When a habit of stammering has once been acquired, the anxiety and distress it occasions makes the difficulty of cure all the greater; but even under these circumstances special training and supervision, with a judicious study of elocution, will effect great improvement, more especially if the student will always try to think more of what he is saying than how to say it.

CHAPTER III.

ACCIDENTS, BURNS, &c.

I. FOREIGN BODIES IN THE AIR-PASSAGES.

General Observations.-The number and variety of articles that may enter the air-tubes and give rise to severe or fatal mischief is very remarkable. The substances which are most frequently met with are-seeds of all kinds, beans, peas, cherrystones, pieces of hard wood, buttons, pins, small coins, marbles, pebbles, bits of slate-pencil, beads, and small nails. The size of these articles is often such that it seems almost impossible they could have passed through the narrow chink of the glottis; yet that they do so is evident. Thus, Dr. Mott has recorded an instance in which a child only eleven months old inhaled a black shawl-pin two inches long, with a head nearly as large as a small marble: at Königsburg, in Germany, the larynx of a goose became impacted in the windpipe of a boy twelve years old: M. Bérard had to perform tracheotomy en a boy not quite seven years old, to remove a marble eight lines in diameter: and Sir William Fergusson has had to resort to the same operation to extract a plum-stone from the trachea of a girl seven years of age.

When the extraneous substance is of an animal or vegetable nature, it is apt to swell, owing to its imbibing moisture; so that a small bean or pea has been known to increase to thrice its original size in a few days. In some fortunate cases it has become softened and broken up, so as to permit of its expulsion piecemeal: when retained as it usually is the foreign body becomes incrusted with mucus, or with lymph, or even with a few grains of carbonate or phosphate of lime. The substance may get lodged in one of the ventricles of the larynx, or it may become fixed between the chordæ vocales, or it may be arrested in the trachea, or it may descend into one of the bronchial tubes, the right being that which is most commonly selected.

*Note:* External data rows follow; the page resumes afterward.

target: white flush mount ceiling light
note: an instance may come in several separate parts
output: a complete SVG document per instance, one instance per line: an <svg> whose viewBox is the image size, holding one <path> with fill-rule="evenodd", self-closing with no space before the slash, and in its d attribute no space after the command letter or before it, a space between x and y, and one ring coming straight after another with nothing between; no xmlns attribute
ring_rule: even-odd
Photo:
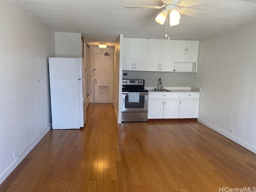
<svg viewBox="0 0 256 192"><path fill-rule="evenodd" d="M176 9L172 9L170 12L170 25L174 26L180 23L180 15Z"/></svg>
<svg viewBox="0 0 256 192"><path fill-rule="evenodd" d="M166 10L163 10L162 12L158 14L155 20L159 24L163 25L164 23L165 20L166 19L168 14L168 12L167 12L167 11Z"/></svg>
<svg viewBox="0 0 256 192"><path fill-rule="evenodd" d="M99 43L99 47L100 48L106 48L107 44L106 43Z"/></svg>

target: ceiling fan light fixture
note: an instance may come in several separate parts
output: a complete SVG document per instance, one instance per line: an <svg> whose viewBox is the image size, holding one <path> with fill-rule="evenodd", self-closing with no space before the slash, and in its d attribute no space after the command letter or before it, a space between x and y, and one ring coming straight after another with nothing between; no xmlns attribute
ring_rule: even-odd
<svg viewBox="0 0 256 192"><path fill-rule="evenodd" d="M180 15L177 9L172 9L170 12L170 19L180 20Z"/></svg>
<svg viewBox="0 0 256 192"><path fill-rule="evenodd" d="M172 9L170 12L170 25L174 26L180 24L180 15L176 9Z"/></svg>
<svg viewBox="0 0 256 192"><path fill-rule="evenodd" d="M178 24L180 24L180 21L179 20L170 20L170 26L174 26Z"/></svg>
<svg viewBox="0 0 256 192"><path fill-rule="evenodd" d="M106 43L99 43L99 47L100 48L106 48L107 44Z"/></svg>
<svg viewBox="0 0 256 192"><path fill-rule="evenodd" d="M165 20L166 19L166 17L168 12L166 10L163 10L156 18L156 21L159 24L163 25Z"/></svg>

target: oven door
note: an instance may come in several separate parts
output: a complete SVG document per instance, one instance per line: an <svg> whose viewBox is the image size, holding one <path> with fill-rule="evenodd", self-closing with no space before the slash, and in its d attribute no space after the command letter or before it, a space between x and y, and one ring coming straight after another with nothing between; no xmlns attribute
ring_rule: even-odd
<svg viewBox="0 0 256 192"><path fill-rule="evenodd" d="M122 112L148 112L148 94L140 93L138 103L128 102L128 93L122 94Z"/></svg>

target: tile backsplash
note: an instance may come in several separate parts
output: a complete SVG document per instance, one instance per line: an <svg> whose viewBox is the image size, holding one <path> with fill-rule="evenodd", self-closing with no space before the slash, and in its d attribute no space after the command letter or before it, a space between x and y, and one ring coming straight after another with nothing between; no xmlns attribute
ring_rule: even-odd
<svg viewBox="0 0 256 192"><path fill-rule="evenodd" d="M162 86L164 87L191 86L193 73L190 76L188 73L158 72L154 71L123 71L128 73L129 76L123 77L124 79L144 79L146 87L157 87L159 78L162 79Z"/></svg>

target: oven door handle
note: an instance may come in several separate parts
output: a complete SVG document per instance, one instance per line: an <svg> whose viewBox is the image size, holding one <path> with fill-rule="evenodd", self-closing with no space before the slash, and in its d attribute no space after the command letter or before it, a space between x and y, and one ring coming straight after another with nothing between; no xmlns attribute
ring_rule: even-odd
<svg viewBox="0 0 256 192"><path fill-rule="evenodd" d="M122 92L122 94L128 95L128 93L127 92ZM140 93L140 96L148 95L148 93Z"/></svg>

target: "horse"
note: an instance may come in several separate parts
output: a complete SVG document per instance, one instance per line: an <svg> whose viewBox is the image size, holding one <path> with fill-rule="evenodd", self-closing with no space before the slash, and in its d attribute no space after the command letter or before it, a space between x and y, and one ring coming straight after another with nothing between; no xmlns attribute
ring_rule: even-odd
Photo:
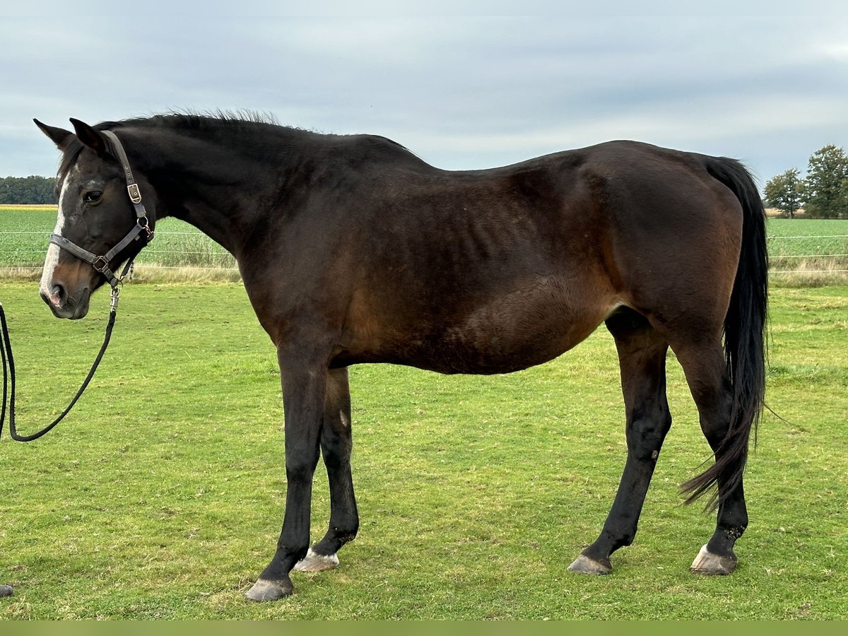
<svg viewBox="0 0 848 636"><path fill-rule="evenodd" d="M633 541L672 424L669 348L713 460L682 486L688 503L708 495L716 512L690 569L736 567L764 405L768 265L762 201L741 163L614 141L454 171L382 137L250 114L71 119L73 131L35 121L62 153L40 283L57 317L83 318L112 270L172 216L235 257L276 347L285 511L248 599L291 594L293 569L338 566L357 534L350 365L507 373L556 358L601 323L618 354L628 454L600 535L569 569L608 574L611 555ZM310 546L321 457L330 519Z"/></svg>

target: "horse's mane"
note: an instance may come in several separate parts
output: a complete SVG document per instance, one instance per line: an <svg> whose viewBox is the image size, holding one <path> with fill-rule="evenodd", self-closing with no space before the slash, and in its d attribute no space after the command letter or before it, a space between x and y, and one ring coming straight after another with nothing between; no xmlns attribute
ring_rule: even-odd
<svg viewBox="0 0 848 636"><path fill-rule="evenodd" d="M270 129L273 128L277 132L287 131L290 135L298 137L332 137L331 134L321 133L314 130L282 126L270 113L252 110L218 110L208 113L198 113L189 110L171 111L146 117L121 120L120 121L102 121L93 126L95 130L98 131L120 131L124 127L149 131L180 131L182 132L194 132L204 136L215 136L216 131L253 132L254 134L263 132L264 134L269 134L271 132ZM395 150L399 149L412 156L416 156L409 148L391 139L374 136L369 137L372 139L380 139L382 142L387 142L388 146L384 145L383 148L392 148ZM59 184L62 183L68 172L76 163L83 148L82 142L80 142L75 135L69 137L65 145L62 148L64 154L56 179L57 196Z"/></svg>

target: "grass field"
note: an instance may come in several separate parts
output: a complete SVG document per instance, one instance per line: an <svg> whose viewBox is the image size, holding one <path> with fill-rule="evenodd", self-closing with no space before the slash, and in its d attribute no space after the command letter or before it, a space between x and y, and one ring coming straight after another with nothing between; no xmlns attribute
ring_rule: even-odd
<svg viewBox="0 0 848 636"><path fill-rule="evenodd" d="M791 221L790 221L791 222ZM709 451L678 365L675 418L633 545L613 573L568 564L600 529L624 461L611 337L524 372L351 371L361 527L294 596L243 598L285 498L279 375L234 284L130 285L109 352L68 420L0 444L3 618L844 619L848 616L848 287L772 296L751 523L727 577L690 574L714 517L678 486ZM52 419L103 335L108 298L58 321L5 282L19 427ZM313 537L327 519L317 473Z"/></svg>
<svg viewBox="0 0 848 636"><path fill-rule="evenodd" d="M41 276L55 224L54 208L0 206L0 278ZM769 219L767 231L777 284L848 283L848 220ZM148 282L234 282L235 267L220 246L176 219L157 225L155 240L136 260L138 279Z"/></svg>
<svg viewBox="0 0 848 636"><path fill-rule="evenodd" d="M0 205L0 277L37 278L56 225L49 206ZM136 259L141 280L238 280L236 261L223 248L176 219L156 226L155 240Z"/></svg>

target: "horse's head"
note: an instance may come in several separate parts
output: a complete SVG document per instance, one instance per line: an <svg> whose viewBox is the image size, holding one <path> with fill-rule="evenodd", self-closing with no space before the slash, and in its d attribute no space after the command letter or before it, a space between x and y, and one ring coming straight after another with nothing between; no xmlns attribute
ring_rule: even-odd
<svg viewBox="0 0 848 636"><path fill-rule="evenodd" d="M136 173L140 187L136 192L147 195L149 220L139 218L138 209L142 213L145 209L134 205L127 195L126 162L118 159L123 151L109 133L73 119L75 134L35 121L63 153L57 178L59 216L44 262L41 296L57 317L83 318L92 293L104 282L114 284L112 271L147 244L148 232L139 232L133 237L137 240L120 246L137 225L152 230L153 192L143 176Z"/></svg>

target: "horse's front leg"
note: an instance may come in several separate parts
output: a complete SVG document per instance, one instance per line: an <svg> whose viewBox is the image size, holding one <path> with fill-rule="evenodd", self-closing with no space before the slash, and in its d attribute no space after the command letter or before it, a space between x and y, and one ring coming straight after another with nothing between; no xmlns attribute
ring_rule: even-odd
<svg viewBox="0 0 848 636"><path fill-rule="evenodd" d="M275 600L293 592L288 573L306 555L310 543L312 477L326 391L326 358L277 348L286 418L286 514L276 552L259 580L248 590L251 600Z"/></svg>
<svg viewBox="0 0 848 636"><path fill-rule="evenodd" d="M350 474L350 388L348 370L334 369L327 374L326 400L321 449L330 482L330 526L324 538L310 548L296 572L321 572L338 566L339 549L356 536L360 527Z"/></svg>

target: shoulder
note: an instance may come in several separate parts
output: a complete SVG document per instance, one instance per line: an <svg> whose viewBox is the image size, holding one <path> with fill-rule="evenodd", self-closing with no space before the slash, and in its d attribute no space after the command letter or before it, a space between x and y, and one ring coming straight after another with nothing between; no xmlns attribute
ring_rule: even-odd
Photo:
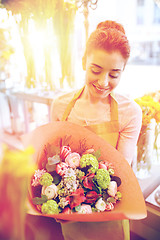
<svg viewBox="0 0 160 240"><path fill-rule="evenodd" d="M59 105L59 104L67 105L72 100L72 98L74 97L75 93L76 93L76 91L72 91L72 92L63 94L61 96L58 96L57 98L55 98L53 100L53 102L54 102L55 105Z"/></svg>
<svg viewBox="0 0 160 240"><path fill-rule="evenodd" d="M77 91L72 91L63 95L60 95L53 99L51 104L51 119L60 120L63 116L63 113L66 110L67 105L74 97Z"/></svg>
<svg viewBox="0 0 160 240"><path fill-rule="evenodd" d="M119 93L115 93L115 100L118 103L118 109L119 111L123 111L124 114L136 114L141 115L142 110L140 106L134 101L134 99L130 99L129 97L125 95L121 95Z"/></svg>

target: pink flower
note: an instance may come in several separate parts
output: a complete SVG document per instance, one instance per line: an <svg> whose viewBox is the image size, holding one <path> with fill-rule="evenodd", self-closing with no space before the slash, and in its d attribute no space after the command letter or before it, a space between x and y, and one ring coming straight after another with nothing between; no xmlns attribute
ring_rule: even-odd
<svg viewBox="0 0 160 240"><path fill-rule="evenodd" d="M92 208L88 204L82 204L80 210L78 211L78 213L83 213L83 214L92 213Z"/></svg>
<svg viewBox="0 0 160 240"><path fill-rule="evenodd" d="M84 190L82 188L77 189L75 192L72 192L70 196L66 197L66 201L69 201L71 209L79 206L82 202L85 201L85 199Z"/></svg>
<svg viewBox="0 0 160 240"><path fill-rule="evenodd" d="M115 181L111 181L111 182L109 183L107 193L108 193L111 197L115 197L115 195L116 195L116 193L117 193L117 183L116 183Z"/></svg>
<svg viewBox="0 0 160 240"><path fill-rule="evenodd" d="M63 146L60 150L60 157L64 160L71 153L71 148L69 146Z"/></svg>
<svg viewBox="0 0 160 240"><path fill-rule="evenodd" d="M38 170L35 170L35 174L34 174L34 178L32 180L32 186L33 187L36 187L38 185L40 185L40 178L43 176L43 174L46 173L46 170L45 169L38 169Z"/></svg>
<svg viewBox="0 0 160 240"><path fill-rule="evenodd" d="M88 173L86 176L82 177L83 180L83 185L85 188L89 188L92 190L92 187L94 187L93 183L93 178L94 178L94 173Z"/></svg>
<svg viewBox="0 0 160 240"><path fill-rule="evenodd" d="M61 163L57 164L57 166L56 166L56 172L60 176L65 175L67 169L68 169L68 164L65 162L61 162Z"/></svg>
<svg viewBox="0 0 160 240"><path fill-rule="evenodd" d="M113 209L114 209L113 203L110 202L109 204L106 204L106 211L111 211Z"/></svg>
<svg viewBox="0 0 160 240"><path fill-rule="evenodd" d="M70 153L66 158L65 162L71 167L71 168L76 168L79 167L79 162L80 162L81 156L79 153L73 152Z"/></svg>
<svg viewBox="0 0 160 240"><path fill-rule="evenodd" d="M95 191L90 191L86 194L86 203L94 203L97 198L101 196L100 194L97 194Z"/></svg>

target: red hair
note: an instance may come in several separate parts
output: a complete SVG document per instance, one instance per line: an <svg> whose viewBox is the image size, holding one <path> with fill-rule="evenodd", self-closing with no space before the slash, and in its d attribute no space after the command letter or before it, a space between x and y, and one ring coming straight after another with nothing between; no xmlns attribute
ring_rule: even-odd
<svg viewBox="0 0 160 240"><path fill-rule="evenodd" d="M118 51L127 62L130 56L130 45L123 26L114 21L99 23L87 41L83 63L86 61L86 56L94 49L102 49L107 52Z"/></svg>

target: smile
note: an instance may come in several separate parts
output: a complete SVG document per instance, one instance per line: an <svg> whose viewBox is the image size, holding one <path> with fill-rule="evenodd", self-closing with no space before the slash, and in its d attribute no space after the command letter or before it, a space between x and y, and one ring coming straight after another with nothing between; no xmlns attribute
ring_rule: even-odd
<svg viewBox="0 0 160 240"><path fill-rule="evenodd" d="M101 88L101 87L98 87L96 85L93 84L93 87L96 88L98 91L101 91L101 92L105 92L107 90L109 90L110 88L109 87L106 87L106 88Z"/></svg>

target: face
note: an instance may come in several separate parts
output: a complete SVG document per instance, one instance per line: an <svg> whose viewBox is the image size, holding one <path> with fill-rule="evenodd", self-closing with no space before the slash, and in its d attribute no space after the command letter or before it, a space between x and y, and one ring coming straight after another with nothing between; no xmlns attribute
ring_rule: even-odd
<svg viewBox="0 0 160 240"><path fill-rule="evenodd" d="M96 49L86 58L86 87L92 99L104 100L118 85L125 66L120 52Z"/></svg>

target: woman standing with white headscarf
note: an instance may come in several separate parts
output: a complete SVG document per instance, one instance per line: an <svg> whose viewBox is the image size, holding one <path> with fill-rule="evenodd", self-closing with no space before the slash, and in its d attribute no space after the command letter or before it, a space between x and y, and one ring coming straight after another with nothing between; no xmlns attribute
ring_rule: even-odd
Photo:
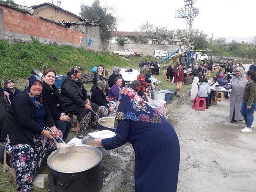
<svg viewBox="0 0 256 192"><path fill-rule="evenodd" d="M231 84L226 88L227 90L232 89L229 103L229 117L231 123L244 120L240 110L244 101L243 96L247 82L244 70L242 67L238 67L236 69L236 76L233 78Z"/></svg>
<svg viewBox="0 0 256 192"><path fill-rule="evenodd" d="M190 100L193 100L195 97L197 96L198 92L198 84L199 79L198 77L195 77L193 80L193 82L191 84L191 93L190 94Z"/></svg>

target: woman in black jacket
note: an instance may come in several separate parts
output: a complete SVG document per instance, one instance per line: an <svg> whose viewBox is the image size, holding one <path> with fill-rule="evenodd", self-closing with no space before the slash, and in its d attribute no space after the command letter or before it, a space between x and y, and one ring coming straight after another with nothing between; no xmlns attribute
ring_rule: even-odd
<svg viewBox="0 0 256 192"><path fill-rule="evenodd" d="M116 67L113 69L113 73L108 78L108 84L110 88L111 88L112 86L116 84L116 78L118 77L122 77L122 75L120 74L121 72L121 68L118 67ZM122 78L123 84L122 86L123 87L125 87L125 83L124 80Z"/></svg>
<svg viewBox="0 0 256 192"><path fill-rule="evenodd" d="M102 65L99 65L98 66L97 70L95 71L94 73L94 76L93 77L93 85L91 88L91 92L92 92L96 87L97 87L97 82L100 80L106 81L106 76L107 75L106 71L105 70L104 67ZM108 90L110 89L110 88L108 88L107 85L105 91L106 95L108 94Z"/></svg>
<svg viewBox="0 0 256 192"><path fill-rule="evenodd" d="M28 78L25 90L12 100L1 134L1 140L6 138L5 147L18 191L32 191L32 180L42 161L56 148L50 139L56 135L62 136L42 96L42 83L37 75ZM46 126L55 134L45 129Z"/></svg>
<svg viewBox="0 0 256 192"><path fill-rule="evenodd" d="M47 101L48 107L54 120L57 128L63 134L64 141L71 129L72 122L67 115L68 113L61 100L59 90L54 84L56 72L52 69L46 69L43 72L43 96Z"/></svg>
<svg viewBox="0 0 256 192"><path fill-rule="evenodd" d="M98 81L97 83L97 87L94 89L91 96L91 101L99 106L100 117L106 117L109 112L114 111L113 108L108 104L106 97L106 83L103 80Z"/></svg>
<svg viewBox="0 0 256 192"><path fill-rule="evenodd" d="M76 116L80 122L79 133L86 135L90 126L97 128L98 118L93 110L99 114L98 106L91 103L87 96L86 90L79 78L82 74L82 69L77 66L72 66L61 85L61 94L64 106L68 112Z"/></svg>

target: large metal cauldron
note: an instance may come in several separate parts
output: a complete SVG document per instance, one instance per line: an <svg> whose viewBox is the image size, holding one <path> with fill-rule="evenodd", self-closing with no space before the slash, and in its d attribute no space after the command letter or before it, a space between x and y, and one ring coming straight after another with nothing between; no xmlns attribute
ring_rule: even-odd
<svg viewBox="0 0 256 192"><path fill-rule="evenodd" d="M115 117L105 117L100 118L101 120L106 120L107 121L113 122L113 127L108 126L106 125L106 123L102 122L100 119L98 120L98 128L100 131L102 130L109 130L114 132L114 123L115 122Z"/></svg>
<svg viewBox="0 0 256 192"><path fill-rule="evenodd" d="M49 191L99 192L103 183L100 174L100 162L102 157L101 152L96 148L87 145L77 145L74 147L73 150L84 150L96 154L99 158L99 160L95 162L94 165L86 170L72 172L62 171L56 170L51 166L52 158L58 155L57 150L55 150L47 158L47 164L50 170ZM72 151L70 150L70 152L72 153Z"/></svg>
<svg viewBox="0 0 256 192"><path fill-rule="evenodd" d="M86 145L90 145L91 144L94 144L94 140L90 137L90 136L87 135L85 137L84 137L82 140L82 144L85 144ZM102 154L102 159L104 159L109 156L110 154L110 152L109 150L106 150L102 146L101 147L94 146L97 149L99 150L101 153Z"/></svg>

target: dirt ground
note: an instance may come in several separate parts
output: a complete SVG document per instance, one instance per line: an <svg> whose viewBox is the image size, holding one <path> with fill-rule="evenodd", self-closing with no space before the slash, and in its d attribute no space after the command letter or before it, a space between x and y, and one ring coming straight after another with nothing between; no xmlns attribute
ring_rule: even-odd
<svg viewBox="0 0 256 192"><path fill-rule="evenodd" d="M188 98L168 114L180 146L177 191L256 191L256 126L252 133L240 132L244 121L230 122L227 100L205 112L191 106ZM121 192L134 191L134 163Z"/></svg>

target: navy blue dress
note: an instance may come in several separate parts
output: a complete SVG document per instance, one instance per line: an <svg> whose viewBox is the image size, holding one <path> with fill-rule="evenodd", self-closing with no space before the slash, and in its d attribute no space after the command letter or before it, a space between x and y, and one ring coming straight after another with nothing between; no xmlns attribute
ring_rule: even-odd
<svg viewBox="0 0 256 192"><path fill-rule="evenodd" d="M161 117L162 124L134 121L119 122L112 138L102 140L106 150L127 142L135 152L136 192L174 192L180 163L180 145L172 125Z"/></svg>

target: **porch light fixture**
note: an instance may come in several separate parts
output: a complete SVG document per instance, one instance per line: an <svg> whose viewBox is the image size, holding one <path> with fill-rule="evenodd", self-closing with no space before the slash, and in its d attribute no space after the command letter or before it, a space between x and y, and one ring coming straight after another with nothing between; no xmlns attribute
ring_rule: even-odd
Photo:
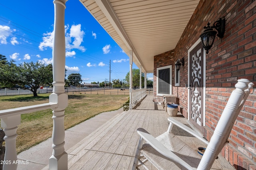
<svg viewBox="0 0 256 170"><path fill-rule="evenodd" d="M184 57L180 59L178 59L175 62L175 68L178 71L180 69L182 65L184 66Z"/></svg>
<svg viewBox="0 0 256 170"><path fill-rule="evenodd" d="M217 31L217 36L220 38L223 38L225 32L225 18L220 18L214 23L213 26L210 26L210 23L208 22L207 26L204 27L206 29L200 35L200 37L203 47L206 51L206 54L208 54L209 50L212 48ZM215 28L217 31L214 30L213 28Z"/></svg>

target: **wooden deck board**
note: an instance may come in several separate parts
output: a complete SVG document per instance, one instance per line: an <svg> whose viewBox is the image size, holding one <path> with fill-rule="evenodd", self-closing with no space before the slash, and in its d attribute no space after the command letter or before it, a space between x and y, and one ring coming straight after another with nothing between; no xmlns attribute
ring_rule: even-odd
<svg viewBox="0 0 256 170"><path fill-rule="evenodd" d="M147 96L136 109L117 115L69 150L68 169L131 169L139 140L137 129L142 127L156 137L168 128L167 113L152 99ZM185 118L175 118L186 123ZM204 146L195 137L178 137L195 149ZM215 161L212 169L234 169L223 157Z"/></svg>

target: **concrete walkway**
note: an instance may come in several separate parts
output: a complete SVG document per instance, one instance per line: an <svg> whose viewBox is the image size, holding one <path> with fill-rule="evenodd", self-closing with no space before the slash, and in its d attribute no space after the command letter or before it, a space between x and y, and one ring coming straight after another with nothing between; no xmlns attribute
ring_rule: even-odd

Symptoms.-The entrance of foreign bodies into the larynx usually occurs during a violent and sudden inspiration; it gives rise immediately to severe spasmodic cough, great dyspnoea, and a sense of impending suffocation: sometimes even sudden

death occurs by the arrest of respiration. Usually, after a few minutes, the violence of the first symptoms abates for a time, the cough and dyspnoea returning at variable intervals. Sometimes the calm lasts for many hours; but usually it is short, not exceeding twenty or thirty minutes. The subsequent symptoms will depend upon the situation in which the foreign body is retained. Thus, if it remains in the larynx, there will usually be violent, harassing, and suffocative cough; perhaps loss of voice, or inability to speak above a whisper; probably, pain in swallowing; tenderness over the part; and noisy hiss- . ing respiration, with more or less dyspnoea. When the substance descends below the larynx, it is seldom retained in the trachea, but passes on into one of the bronchial tubes-in the great majority of instances into the right, being directed to this by the bronchial septum. If, under these circumstances, auscultation and percussion be practiced, it will be found that air does not enter the obstructed lung at all; or if the obstruction is only partial, that it fills the lung incompletely. Hence there will be a complete loss or a diminution of resonance on percussion, with diminution or absence of the respiratory murmur on auscultation.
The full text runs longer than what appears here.